No reservations: how to get more from eating out
It is 30 years since the FT launched Lunch for a Fiver, the restaurant promotion in which 150 restaurants offered a two-course lunch for £5. It was a huge success, filling the participating restaurants during a recession and generating a great deal of goodwill among everybody who took part.
Today, the impact of Brexit, the Covid-19 pandemic and rising energy, labour and food costs have forced many UK restaurants to close. Customers are similarly challenged. Inflation, rising bills and strikes are contributing to a general feeling of uncertainty. One chef told me, “Our customers seem confused, buffeted as it were by a series of bad news stories.”
This is taking place, however, against a situation to which many restaurateurs and chefs have already responded sensibly. Many have decided to work with shorter menus, cutting out extraneous ingredients that proved too costly. Many have decided to close on Mondays which allows them to concentrate on busier, more profitable times of the week. The culmination of this is that the quality of the cooking and the friendliness of the service has never been higher.
But the extent of what an individual restaurateur can do to explain all this, to boost business, is limited. I have a suggestion. It is an initiative without any restrictions, and without any time limits.
This initiative follows a strategy I have now tried three times recently with great success. And, if my reading of the state of the British economy is correct — and the depressing impact this will have on London’s restaurants is as predicted — then I will probably be able to continue this regime for a good while longer. It is this: not to book a table in advance but just to turn up. To become a casual “walk-in”.
The first of my three recent London experiences was when we were walking back to King’s Cross early one evening and decided to try our luck at Supawan, a favourite Thai restaurant on the Caledonian Road. I remember a feeling of slight nervousness as we stood by the receptionist and explained that we did not have a reservation. And then I recall her smiling at us and saying the magic words, “Of course. Please follow me,” which we did and were seated at a table with a view.
We ate and drank well. But I felt that there was something more that we had done well. We had won, in a fashion. We had got into the restaurant, at a time that suited us. We had been made very welcome. And we had a good time.
Part of the pleasure lay in not having to battle with any online reservation system. Please don’t get me wrong. I like them and, as someone who spends most of his working day at a laptop, I admire their convenience. If I were still a restaurateur, I would definitely use one. But I dislike their lack of flexibility compared to the pen and paper system (I recall a receptionist at a very popular New York restaurant 20 years ago telling me that doing his job was “like playing three dimensional chess”). With online systems, too often the most popular booking times are routinely blocked off when in reality they are not actually booked.
At the new St John in Marylebone I tried to book for 1.30pm but was told there were no tables available.

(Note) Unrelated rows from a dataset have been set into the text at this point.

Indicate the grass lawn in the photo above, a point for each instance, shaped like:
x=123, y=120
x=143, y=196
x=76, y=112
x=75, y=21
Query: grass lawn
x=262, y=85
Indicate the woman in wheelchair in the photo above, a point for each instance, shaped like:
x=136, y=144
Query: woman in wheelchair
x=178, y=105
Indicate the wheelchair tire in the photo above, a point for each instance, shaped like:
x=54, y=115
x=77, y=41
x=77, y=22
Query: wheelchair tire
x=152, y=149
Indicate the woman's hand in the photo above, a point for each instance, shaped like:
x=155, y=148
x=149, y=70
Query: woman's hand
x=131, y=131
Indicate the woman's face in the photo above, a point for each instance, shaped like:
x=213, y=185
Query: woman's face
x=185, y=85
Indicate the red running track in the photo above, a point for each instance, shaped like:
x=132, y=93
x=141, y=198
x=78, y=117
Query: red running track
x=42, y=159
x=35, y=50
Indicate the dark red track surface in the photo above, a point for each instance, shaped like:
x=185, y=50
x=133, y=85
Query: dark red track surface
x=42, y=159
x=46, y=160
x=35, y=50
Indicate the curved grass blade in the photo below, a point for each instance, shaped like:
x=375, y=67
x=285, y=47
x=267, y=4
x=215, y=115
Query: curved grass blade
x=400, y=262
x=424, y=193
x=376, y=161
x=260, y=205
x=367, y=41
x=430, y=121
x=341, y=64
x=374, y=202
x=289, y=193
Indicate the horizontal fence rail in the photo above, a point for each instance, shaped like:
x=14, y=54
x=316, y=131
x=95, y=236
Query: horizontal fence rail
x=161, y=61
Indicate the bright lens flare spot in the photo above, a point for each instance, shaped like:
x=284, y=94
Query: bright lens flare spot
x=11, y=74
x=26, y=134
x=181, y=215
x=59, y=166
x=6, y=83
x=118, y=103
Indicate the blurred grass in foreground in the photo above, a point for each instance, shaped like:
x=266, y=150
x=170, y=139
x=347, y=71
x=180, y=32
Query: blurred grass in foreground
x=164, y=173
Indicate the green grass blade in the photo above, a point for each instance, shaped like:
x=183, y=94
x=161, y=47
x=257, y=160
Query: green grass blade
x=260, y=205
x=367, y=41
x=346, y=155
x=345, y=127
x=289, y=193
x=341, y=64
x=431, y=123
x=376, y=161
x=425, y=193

I was allowed to book for 2pm but turned up early, just after 1.30pm, expecting to wait. But there were several tables available, including ours, where we enjoyed the famous St John minimal experience. Deep-fried, very cheesy rarebit followed by Eccles cake with Lancashire cheese made for a satisfying Saturday lunch.
The third highly enjoyable meal as a walk-in was at the recently opened Honey & Co on Lamb’s Conduit Street, where I had tried and failed to book online a few weeks earlier. En route from a wine tasting to the nearby Curzon cinema we wandered down the street initially planning to go to Noble Rot opposite. But the opportunity to try somewhere new beckoned and we walked in — to the same, extremely warm welcome and the same standard of good food and interesting wine as the original Honey & Co in Warren Street.
This is a practice I intend to continue over the coming months, a time when no one, either in retail or hospitality, is too confident of demand. The small silver lining for UK restaurateurs is that the relatively weak pound should, at least, continue to make London, and the rest of the country, attractive to overseas visitors. (The seven-course menu exceptional at the Waterside Inn in Bray, for instance, is priced at £235, or €270; a similar menu at Maison Troisgros in Ouches, south-east France costs €340. Both restaurants have three stars in the Michelin Guide.)
There is one other additional factor to be considered. Over the past 15 years, the number of restaurants of every description in the UK has increased significantly as hospitality, in the broadest sense of the term, was initially seen as an adjunct to retail. But more recently, as retail has faltered under the effect of first online shopping and then Covid-19, hospitality has been seen as a replacement for failing retail.
Consequently, a large number of what were once retail spaces have been converted by their landlords into spaces that can accommodate hospitality. The biggest and most obvious challenge in doing this is installation of the extraction system required by a busy kitchen, but numerous landlords in major cities have put up the required capital to allow for this change of use. As a result, there are now far more potential restaurant seats available.
They are available to everyone, but in particular for anyone, like me, who cares to “walk in” — without a reservation.